02 de janeiro de 2026 - 12:56

Personagens e obras clássicas entram em domínio público nos EUA

Versões iniciais de Betty Boop, Pluto e Flip, the Frog, além de livros, filmes e músicas lançados há 95 anos, passam a poder ser usados livremente
Por Camila Pimentel - Educadora FM 90.9 • Atualizado há 4 semanas

Foto: Reprodução

Desde 1º de janeiro de 2026, uma série de personagens e obras clássicas passou a integrar o domínio público nos Estados Unidos. A mudança libera o uso criativo de versões iniciais de figuras conhecidas da cultura pop, além de livros, filmes e músicas que completaram 95 anos desde a publicação original.

Entre os destaques estão a primeira versão de Betty Boop, a encarnação inicial de Pluto e o personagem Flip, the Frog, criado pelo animador Ub Iwerks.

No caso de Pluto, apenas o design original ficou livre. O personagem surgiu inicialmente com o nome Rover, o Cão, e apresentava traços mais simples do que os conhecidos hoje.
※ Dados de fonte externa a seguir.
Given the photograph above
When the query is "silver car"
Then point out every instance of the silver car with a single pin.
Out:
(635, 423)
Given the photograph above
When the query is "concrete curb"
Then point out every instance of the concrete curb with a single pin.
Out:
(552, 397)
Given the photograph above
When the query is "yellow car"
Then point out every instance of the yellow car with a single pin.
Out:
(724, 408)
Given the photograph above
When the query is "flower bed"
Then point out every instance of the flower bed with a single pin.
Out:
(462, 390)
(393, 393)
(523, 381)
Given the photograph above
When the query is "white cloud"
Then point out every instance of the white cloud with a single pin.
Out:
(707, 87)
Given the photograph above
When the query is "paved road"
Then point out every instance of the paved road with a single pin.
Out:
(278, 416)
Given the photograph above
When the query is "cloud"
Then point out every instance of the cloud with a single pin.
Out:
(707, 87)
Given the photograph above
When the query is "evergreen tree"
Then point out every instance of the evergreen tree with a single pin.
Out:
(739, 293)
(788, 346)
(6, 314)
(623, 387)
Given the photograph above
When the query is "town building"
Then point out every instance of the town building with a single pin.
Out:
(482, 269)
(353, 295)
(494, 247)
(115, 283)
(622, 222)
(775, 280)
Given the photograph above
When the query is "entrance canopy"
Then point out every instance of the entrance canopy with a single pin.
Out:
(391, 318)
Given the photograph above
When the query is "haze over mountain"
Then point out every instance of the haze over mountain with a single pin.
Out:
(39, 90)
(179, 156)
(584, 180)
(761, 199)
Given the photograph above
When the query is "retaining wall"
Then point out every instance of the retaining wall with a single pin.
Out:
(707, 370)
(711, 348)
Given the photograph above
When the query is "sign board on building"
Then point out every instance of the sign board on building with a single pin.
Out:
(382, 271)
Assim como ocorreu com Mickey Mouse em anos anteriores, apenas essa versão primitiva pode ser utilizada, enquanto as evoluções posteriores continuam protegidas por direitos autorais.

A estreia de Betty Boop

Betty Boop passa a integrar o domínio público a partir de sua primeira aparição no curta “Dizzy Dishes” (1930).
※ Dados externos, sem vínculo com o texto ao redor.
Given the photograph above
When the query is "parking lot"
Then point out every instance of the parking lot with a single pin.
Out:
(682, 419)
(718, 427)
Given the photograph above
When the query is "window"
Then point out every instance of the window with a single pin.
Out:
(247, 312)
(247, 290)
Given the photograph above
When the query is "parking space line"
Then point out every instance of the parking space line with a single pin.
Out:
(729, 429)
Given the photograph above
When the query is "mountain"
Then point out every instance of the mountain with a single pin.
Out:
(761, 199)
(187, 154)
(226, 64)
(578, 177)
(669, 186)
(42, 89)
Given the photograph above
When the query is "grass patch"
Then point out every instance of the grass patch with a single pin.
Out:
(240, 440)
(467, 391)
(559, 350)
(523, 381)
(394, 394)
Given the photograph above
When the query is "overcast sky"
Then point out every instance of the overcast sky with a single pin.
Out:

Nessa fase inicial, a personagem ainda não tinha forma humana: aparecia como uma cadela antropomórfica, com orelhas de poodle e nariz preto. Apesar de já apresentar características reconhecíveis, essa versão difere da imagem que se consolidaria como ícone cultural nas décadas seguintes.

Mesmo com a liberação do copyright, a marca registrada de Betty Boop permanece sob controle do Fleischer Studios. Por isso, o uso comercial da personagem segue limitado em produtos como camisetas, brinquedos e campanhas publicitárias.

Flip, the Frog e a animação fora da Disney

Outro personagem que passa a ser de uso livre é Flip, the Frog. Criado por Ub Iwerks após sua saída da Disney, Flip protagonizou curtas independentes nos anos 1930. A série apostava em um humor mais ousado e experimental, em contraste com o tom familiar de personagens como Mickey Mouse.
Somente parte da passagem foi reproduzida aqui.